Remember that say 20-30 years ago, most pre-decorated kits were pretty poorly done. You generally had to paint and decal the car yourself, or get custom decorated cars from say Bev-Bel (who would buy undec kits from Athearn or MDC etc. and decorate them.) In recent years, not only are there many more RTR cars than there used to be, but now even relatively cheap cars and engines have ‘state of the art’ decoration. Compare a decorated Athearn bluebox caboose of today to one from c.1990 and the new one has a much more complete and correct decoration. So…the need for undec cars isn’t as great as it once was. I still like to ‘roll my own’, partly because I freelance and have custom made decals for my railroad, but if a car I like is available RTR I’ll buy it if it’s not too expensive.
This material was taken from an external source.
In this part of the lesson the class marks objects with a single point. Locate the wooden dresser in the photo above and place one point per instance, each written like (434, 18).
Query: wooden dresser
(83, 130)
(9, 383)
For me it depends on the kit and the RTR. I don’t mind spending time on a unique car, but if my route has more than 3 of them and I can find them as RTR, RTR it is. It also depends on how much justice I can do to the car building it.
I still haven’t worked up the nerve to build the 16" Navy Gun Flat yet.
My first choice for freight cars is a kit, but I’ve made RTR exceptions. Examples are an Athearn caboose, a Walthers snowplow and a Walthers depressed center flat car. I’m currently building / rebuilding a couple of kit cabooses, one an Athearn BB and one a Roundhouse. The Athearn was used and someone drilled lamp holes in the side and I decided to fill them and repaint. And the old Roundhouse had an awful UP paint job. While doing this, I’ve noted the detail on the RTR UP Athearn and it is impressive in comparison; e.g., silver painted windows trim, windows, red painted (molded on) handrails. So there are definite pro’s & con’s.
On passenger cars, I’ve bought more RTRs, Walthers UP streamliners and MOW cars. The Athearn heavyweights I acquired and re-did are the simplest of kits; i.e, add the floor, couplers, trucks and handwheel and it’s done (unless adding lighting).
To me it’s more of a preference than an economic issue, though the time requirement is also a key item before retirement.